The Middle Eastern country is hosting the Beach Volleyball World Tour from March 8-12.
In a statement on Tuesday, the FIVB said it has consulted with the Qatar Volleyball Association.
“Following further discussions, the QVA has confirmed that there are no restrictions on female players wearing standard uniforms during the event in Doha, should they so wish,” it said in a statement.
The originally-planned boycott brought cultural differences to the forefront of the international athletic scene. Female players had been asked to wear shirts and long pants to compete. FIVB said the rule is “out of respect for the culture and traditions of the host country.”
But Sude and Borger had said that the athletes competing shouldn’t have to alter their uniforms.
“It is not about wearing little, it’s about not being able to do our job in our work clothes,” Sude told Sports and Business Mag. “We don’t want to go along with that.”
“We are there to do our job, but are being prevented from wearing our work clothes,” Borger told radio station Deutschlandfunk on Sunday. “This is really the only country and the only tournament where a government tells us how to do our job — we are criticising that.”
The FIVB said it had consulted with players in January before the decision was made to stage the women’s tournament.
“The FIVB believes strongly that women’s beach volleyball, as all sport, should be judged on performance and effort, and not on uniform,” it said. “Therefore, during the competition in Doha, should players request to wear the standard uniform, they will be free to do so.
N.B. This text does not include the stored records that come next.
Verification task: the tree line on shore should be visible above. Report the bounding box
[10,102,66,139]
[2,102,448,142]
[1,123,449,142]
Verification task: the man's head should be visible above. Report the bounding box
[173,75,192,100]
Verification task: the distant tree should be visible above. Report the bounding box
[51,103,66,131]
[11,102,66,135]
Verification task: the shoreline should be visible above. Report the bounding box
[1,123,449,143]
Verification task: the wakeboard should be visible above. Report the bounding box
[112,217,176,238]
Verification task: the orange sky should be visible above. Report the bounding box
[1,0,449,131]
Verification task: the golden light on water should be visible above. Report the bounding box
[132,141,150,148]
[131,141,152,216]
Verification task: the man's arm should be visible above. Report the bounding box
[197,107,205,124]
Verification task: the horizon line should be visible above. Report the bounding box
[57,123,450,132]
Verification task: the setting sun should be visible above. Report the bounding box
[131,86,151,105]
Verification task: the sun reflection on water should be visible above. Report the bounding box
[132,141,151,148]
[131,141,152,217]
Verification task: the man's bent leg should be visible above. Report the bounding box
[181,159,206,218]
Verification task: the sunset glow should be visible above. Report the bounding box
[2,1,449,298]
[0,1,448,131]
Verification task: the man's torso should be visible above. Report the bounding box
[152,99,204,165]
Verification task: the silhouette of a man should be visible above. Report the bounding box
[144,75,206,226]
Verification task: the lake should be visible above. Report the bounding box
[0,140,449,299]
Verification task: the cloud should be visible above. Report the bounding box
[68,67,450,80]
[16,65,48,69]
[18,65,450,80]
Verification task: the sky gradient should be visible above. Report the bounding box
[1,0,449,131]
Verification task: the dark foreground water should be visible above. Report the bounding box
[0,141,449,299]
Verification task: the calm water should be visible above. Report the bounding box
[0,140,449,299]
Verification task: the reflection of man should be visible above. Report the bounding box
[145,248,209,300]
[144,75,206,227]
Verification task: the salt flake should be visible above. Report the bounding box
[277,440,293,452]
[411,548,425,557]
The FIVB and QVA are united in their commitment to host a welcoming, safe and inclusive event that allows athletes to compete at their very best.”
The Qatar volleyball association clarified that “we are not making any demand on what athletes should wear at the event,” and that the organization was “committed to ensuring that all athletes are made to feel welcome and comfortable at next month’s event.”
Borger said the extreme heat often experienced in Qatar makes the bikinis a necessity.
There have been exceptions for athletes made by Qatar in the past, too. In 2019, women’s track and field athletes at the World Athletics Championships wore their usual uniform. And at the ANOC World Beach Games in 2019, volleyball players were allowed to compete in bikinis.
Borger also questioned the premise of holding an athletic competition in Qatar, considering a track record of alleged human rights violations and discriminatory labor practices. The country is also set to host the World Cup next year.
“We are asking whether it’s necessary to hold a tournament there at all,” Borger said.
This article is based in part on wire service reports.